For one of my seminary classes I had to consider how Brian Chapell’s Christ-Centered Preaching compares with other homiletic books, in his definition of ‘expository preaching’. Chapell argues that an expository message is “a message whose structure and thought are derived from a biblical text, that covers the scope of the text, and that explains the features and context of the text in order to disclose the enduring principles for faithful thinking, living, and worship intended by the Spirit, who inspired the text.”
Many definitions for expository preaching have been offered in the last century. One of the main concerns of homiletic studies deals with question; ‘what are the essential components of an expository message?’ Some writers break from Chapell and align with the simplicity of J.I. Packer’s definition in arguing that Bible exposition is to ‘open’ the Bible and ‘bring out of the text what is there’. While this is true, Packer provides no description beyond the overall nature of an expository message like Chapell.
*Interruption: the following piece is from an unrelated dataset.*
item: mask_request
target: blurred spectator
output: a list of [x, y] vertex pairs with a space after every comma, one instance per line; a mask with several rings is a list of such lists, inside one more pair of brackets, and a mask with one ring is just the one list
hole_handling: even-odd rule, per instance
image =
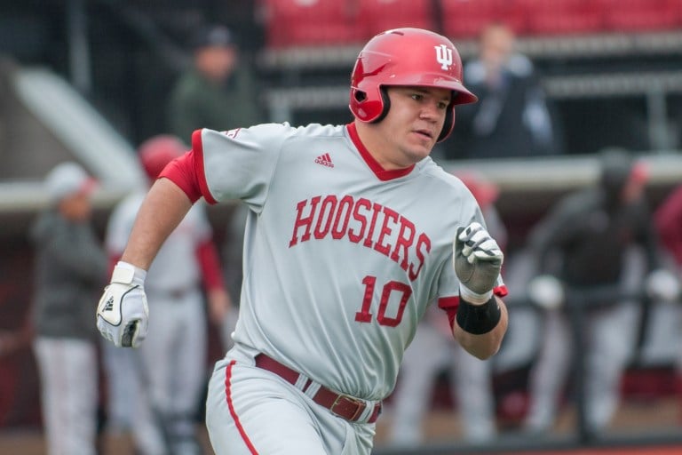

In the same way John Broadus once wrote that “an expository discourse may be defined as one which is occupied mainly, or at any rate largely, with the exposition of Scripture.” Like Packer, Broadus definition provides little explanation beyond the overarching nature of an expository sermon, not providing a description of its components.
Steven Matthewson adds the necessary component of application to his definition; for him it is “preaching that exposes the meaning of a text of scripture and applies that meaning to the lives of the hearers.” Yet unlike Matthewson, Chapell defines application with more clarity as “the enduring principles for faithful thinking, living, and worship.” In some cases, too much clarity can be harmful and regulate too far in defining the essentials of expository preaching.
Charles Koller’s three part definition illustrates these dangers; arguing that “an expository sermon consists of exposition plus application and persuasion”…it “derives its main points…from the particular paragraph or chapter or book of the Bible with which it deals”…and “makes use of a thesis in which the sermon has its unity and around which it is organized.” While this definition is clear and explanatory, Koller is too precise in limiting an expository message to dealing with a ‘particular paragraph or chapter’ of the Bible. In his classic definition of expository preaching Haddon Robinson defined it as “the communication of a biblical concept. Derived from and transmitted through a historical, grammatical, literary study of a passage in its context, which the Holy Spirit first applies to the personality of the preacher, then through him to his hearers.” Where Koller was too specific, Robinson was too elusive with the terminology ‘biblical concept’. A ‘biblical concept’ could be any idea that is true and/or has a biblical foundation, Chapell argues that these justifications do not mean that any biblical concept “has a place in an expository message.” Chapell is more specific than Robinson when he writes that an expository sermon is “derived from a biblical text” Like Chapell, Albert Mohler Jr. identifies the ‘biblical text’ as the source of an expository sermon, he wrote that an expository message “sets forth the meaning and message of the biblical text and makes clear how the Word of God establishes the identity and worldview of the church as the people of God.”
With all that is discussed above, there is one possible weakness to each of these definitions. In his definition Chapell limits the role of the Holy Spirit to the application of the text, and the inspiration of the text itself. He writes that the preacher’s message should expose the “principles for faithful thinking, living, and worship intended by the Spirit, who inspired the text.” While there is nothing technically wrong Chapell’s definition at this point, it lacks a description of the Holy Spirit’s role in the proclamation of a textual unit. Part of Greg Heisler’s definition will prove the point; he argues that “expository preaching is the Spirit-empowered proclamation of biblical truth derived from the illuminating guidance of the Holy Spirit by means of verse by verse exposition of the Spirit inspired text…” Not only is the Spirit the author and applier of the text, the preacher is Spirit empowered in preparation and delivery.
While different components of the definitions mentioned above seem fitting to constructing a concise yet explanatory definition of expository preaching, not all are completely satisfactory. With that in mind, combining the definitions listed above, it is this author’s opinion that an expository sermon is when a preacher ‘through the power of the Holy Spirit (Heisler) proclaims a message from a textual unit of the Bible (Chapell) while faithfully representing the historical, contextual, grammatical, and literary nature of that unit (Robinson), for the purpose of establishing the identity and worldview of the church as the people of God as its application (Mohler).
I am still sorting this out. Any thoughts?